We looked to the horizon and saw the need for model clauses even before the Schrems decision, and that fortuitously allowed us to move quickly despite the sudden regulatory change. In fact, we’re already including them in our standard privacy and security terms and making them available to existing customers by way of amendment.  This helps reinforce to our customers our commitment to ensuring that our services can be used by them in a privacy compliant manner. The EU Model Clauses will likely be the near term destination for many other organizations as well. 

As for anticipating what comes next, the scope of the CJEU’s ruling in Schrems is so broad that any supervisory authority in the EU can call into question the sufficiency of Safe Harbor 2.0 (or EU model clauses, or BCRs, or adequacy findings!). But the advocate general’s opinion went even further when it analogized the rights of EU supervisory authorities to challenge EC decisions to asylum cases under the European Charter of Human Rights.
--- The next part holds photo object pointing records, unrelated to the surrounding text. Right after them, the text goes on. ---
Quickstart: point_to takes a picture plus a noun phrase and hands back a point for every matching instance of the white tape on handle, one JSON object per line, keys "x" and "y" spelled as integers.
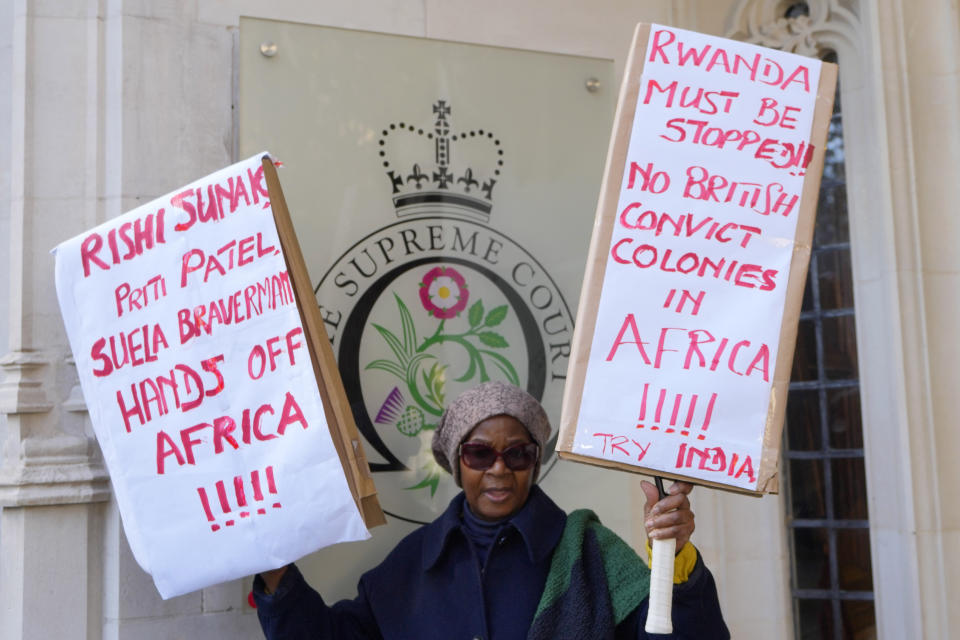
{"x": 661, "y": 587}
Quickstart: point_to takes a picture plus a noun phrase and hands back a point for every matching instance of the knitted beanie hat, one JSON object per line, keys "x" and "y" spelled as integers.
{"x": 475, "y": 405}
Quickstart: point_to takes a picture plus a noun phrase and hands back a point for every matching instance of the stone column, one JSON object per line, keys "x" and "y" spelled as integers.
{"x": 52, "y": 483}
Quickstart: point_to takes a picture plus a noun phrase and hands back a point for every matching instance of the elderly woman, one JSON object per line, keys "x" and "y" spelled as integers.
{"x": 503, "y": 561}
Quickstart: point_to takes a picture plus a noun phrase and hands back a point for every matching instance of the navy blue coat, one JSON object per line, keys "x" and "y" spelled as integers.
{"x": 432, "y": 586}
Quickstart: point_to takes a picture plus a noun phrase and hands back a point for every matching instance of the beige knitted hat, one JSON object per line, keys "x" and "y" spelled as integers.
{"x": 475, "y": 405}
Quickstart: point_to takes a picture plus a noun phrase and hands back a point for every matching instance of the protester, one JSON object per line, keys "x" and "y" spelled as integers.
{"x": 504, "y": 561}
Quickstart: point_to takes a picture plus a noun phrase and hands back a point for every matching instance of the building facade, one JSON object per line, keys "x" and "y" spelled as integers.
{"x": 109, "y": 104}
In those cases, member states were justified in violating an EU regulation because to otherwise follow the law and send asylum seekers back to member state into which they first entered the EU would send them back to a country that was unlikely to protect the individuals’ fundamental human rights.
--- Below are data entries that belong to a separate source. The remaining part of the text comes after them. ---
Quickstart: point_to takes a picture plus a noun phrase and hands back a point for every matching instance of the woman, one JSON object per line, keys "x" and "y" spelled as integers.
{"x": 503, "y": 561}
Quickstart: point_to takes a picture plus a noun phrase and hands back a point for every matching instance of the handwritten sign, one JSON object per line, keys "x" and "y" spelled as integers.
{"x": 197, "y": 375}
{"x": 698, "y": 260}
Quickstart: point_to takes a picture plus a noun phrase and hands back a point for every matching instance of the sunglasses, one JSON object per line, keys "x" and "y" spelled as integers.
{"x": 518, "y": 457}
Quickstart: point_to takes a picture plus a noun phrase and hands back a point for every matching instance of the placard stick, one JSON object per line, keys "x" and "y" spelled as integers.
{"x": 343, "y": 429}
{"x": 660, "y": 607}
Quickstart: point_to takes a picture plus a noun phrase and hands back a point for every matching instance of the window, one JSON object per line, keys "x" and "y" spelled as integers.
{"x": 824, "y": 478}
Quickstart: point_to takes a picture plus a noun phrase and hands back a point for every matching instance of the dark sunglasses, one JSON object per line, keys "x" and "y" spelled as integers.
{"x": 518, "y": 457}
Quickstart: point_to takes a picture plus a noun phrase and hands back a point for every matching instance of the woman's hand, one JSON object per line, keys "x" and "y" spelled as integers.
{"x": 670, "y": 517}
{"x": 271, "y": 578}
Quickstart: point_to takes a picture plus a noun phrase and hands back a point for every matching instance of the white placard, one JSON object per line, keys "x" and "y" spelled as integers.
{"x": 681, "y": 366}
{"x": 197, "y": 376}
If this analogy is taken to its logical conclusion, then a supervisory authority in Germany (for argument’s sake) could challenge the transfer of personal data to the UK on the basis that German authority has determined that German citizens’ fundamental human rights to privacy would be violated in the UK, notwithstanding that both the UK and Germany are bound by Directive 95/46/EC or the forthcoming General Data Protection Regulation. This would undermine the entire notion of a harmonized approach to data protection.

In light of this newly recognized power of data protection supervisory authorities, it is reasonable to expect at least some of them to object to transfers based on Safe Harbor 2.0. This is exactly what is cautioned by over 40 privacy groups in a recent letter to U.S. and EU officials responsible for the renegotiation of a new Safe Harbor. Of course, some authorities may block transfers to the U.S. based on model clauses, too. We’ve already seen this approach—first from the supervisory authority from German länder Schleswig-Holstein, and subsequently from the entire collection of German supervisory authorities. This calls into question the value of joining a Safe Harbor 2.0 scheme that may only be valid for some EU member states and that subjects a U.S. organization to additional regulatory scrutiny at home. 
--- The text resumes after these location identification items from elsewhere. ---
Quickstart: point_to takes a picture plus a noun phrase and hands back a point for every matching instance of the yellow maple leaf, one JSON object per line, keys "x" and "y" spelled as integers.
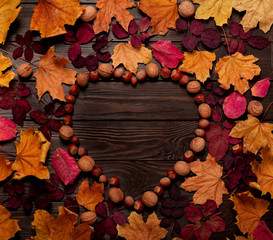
{"x": 8, "y": 13}
{"x": 6, "y": 77}
{"x": 264, "y": 171}
{"x": 50, "y": 16}
{"x": 89, "y": 197}
{"x": 129, "y": 56}
{"x": 31, "y": 155}
{"x": 249, "y": 210}
{"x": 8, "y": 227}
{"x": 112, "y": 8}
{"x": 220, "y": 10}
{"x": 255, "y": 134}
{"x": 257, "y": 11}
{"x": 163, "y": 14}
{"x": 51, "y": 74}
{"x": 208, "y": 183}
{"x": 62, "y": 228}
{"x": 137, "y": 229}
{"x": 198, "y": 62}
{"x": 236, "y": 70}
For a Safe Harbor 2.0 to have meaning, the EU must have the power to bind all of its member states to the agreement. If it doesn't work in Schleswig-Holstein, then it doesn’t work at all.

The weeks since the Schrems decision have been turbulent not only for the privacy community, but for European and American businesses alike. And rightfully so. In 2012, the European Commission published a paper titled Unleashing the Potential of Cloud Computing in Europe. Within that paper, the EC proposed that the adoption and nurturing of cloud computing could bring to the EU “an overall cumulative impact on GDP of EUR 957 billion, and 3.8 million jobs, by 2020” (citing a 2012 IDC study). If the uncertainty of a reliable and harmonized approach for transfers of personal data out of the EU continues, the economic impact will be felt on both sides of the Atlantic, and the EC will need to revise its estimate.

Luckily, we are not often faced with such abrupt and significant regulatory changes.  But if you expect the Spanish Inquisition, you’ll have a better shot of dealing with it if and when it comes.